2013年12月17日火曜日

そら



隅田川は深くて太くて
目に入ると安心する。

大きくて深い流れがすぐそこにあれば
自分(ひと)の命をかんたんに取り込んでしまうような
大きな野生がそばにあれば

心はさまよわないで
肚のそこにふっと
おさまるような感じがする。



ひとはとても
揺れやすい

その性質は宝庫である。
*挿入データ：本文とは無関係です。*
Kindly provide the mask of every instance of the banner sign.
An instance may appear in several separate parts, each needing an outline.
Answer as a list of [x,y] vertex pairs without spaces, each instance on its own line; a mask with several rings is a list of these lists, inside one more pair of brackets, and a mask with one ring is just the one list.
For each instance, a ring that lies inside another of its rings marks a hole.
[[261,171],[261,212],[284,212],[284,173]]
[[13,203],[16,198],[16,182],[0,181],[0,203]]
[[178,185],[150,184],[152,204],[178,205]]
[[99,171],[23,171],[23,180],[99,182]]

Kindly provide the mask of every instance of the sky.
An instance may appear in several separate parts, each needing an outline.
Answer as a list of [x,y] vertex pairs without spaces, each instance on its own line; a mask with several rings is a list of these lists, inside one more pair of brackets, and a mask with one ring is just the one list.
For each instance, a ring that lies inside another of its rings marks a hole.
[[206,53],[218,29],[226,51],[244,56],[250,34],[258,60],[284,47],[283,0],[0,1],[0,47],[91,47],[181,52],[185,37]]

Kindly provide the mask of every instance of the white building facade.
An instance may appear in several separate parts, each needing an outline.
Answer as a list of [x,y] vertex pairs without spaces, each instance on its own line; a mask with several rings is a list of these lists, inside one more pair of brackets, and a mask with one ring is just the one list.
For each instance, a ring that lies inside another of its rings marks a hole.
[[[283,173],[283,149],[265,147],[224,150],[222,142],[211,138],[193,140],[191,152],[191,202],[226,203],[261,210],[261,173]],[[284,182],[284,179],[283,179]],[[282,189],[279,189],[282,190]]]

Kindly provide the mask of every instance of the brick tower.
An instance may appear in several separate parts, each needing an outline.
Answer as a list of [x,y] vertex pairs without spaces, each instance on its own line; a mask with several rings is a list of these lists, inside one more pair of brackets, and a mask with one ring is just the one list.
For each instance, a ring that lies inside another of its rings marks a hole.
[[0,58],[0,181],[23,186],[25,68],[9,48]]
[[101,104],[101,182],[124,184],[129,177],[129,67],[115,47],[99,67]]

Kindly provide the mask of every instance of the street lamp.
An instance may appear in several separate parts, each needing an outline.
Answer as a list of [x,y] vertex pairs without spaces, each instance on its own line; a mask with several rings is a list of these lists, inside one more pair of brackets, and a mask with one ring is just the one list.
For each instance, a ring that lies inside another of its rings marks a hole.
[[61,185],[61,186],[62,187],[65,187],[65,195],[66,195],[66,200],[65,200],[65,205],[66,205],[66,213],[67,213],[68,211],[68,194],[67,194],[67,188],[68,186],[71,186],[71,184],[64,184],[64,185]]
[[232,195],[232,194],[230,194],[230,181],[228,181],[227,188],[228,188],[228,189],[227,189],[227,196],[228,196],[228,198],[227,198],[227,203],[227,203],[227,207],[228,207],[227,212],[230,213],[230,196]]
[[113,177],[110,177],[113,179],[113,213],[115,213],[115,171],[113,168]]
たぶん。
揺れて感応して、創造する生き物なんだと感じる。

でも心が肚から離れてしまうと
ただ揺れそのものになってしまうと
生み出すこともできなくなる
じぶんではなくなってしまう
それはとても
つらい


地に足をついて
肚と繋がっていられるためには

じぶんよりも深く長い振幅で生きている
自然に触れること

みずからの呼吸を
深く深くしていくこと

あたたかなものに
やさしくからだに触れてもらうこと

そういういくつかの
きっかけがあると感じる





昼間、テレビをつけたら
堤真一がでていて

その日、その番組のインタビューのなか
彼の話すことばの中心にあるのは「原始」だった。

演劇の話でもそこに触れ
番組の撮影先となったカナダの自然に身を置いた感想でもそこに触れていた。



「いろんなことは全部、じぶんが作り出しているんだと感じた。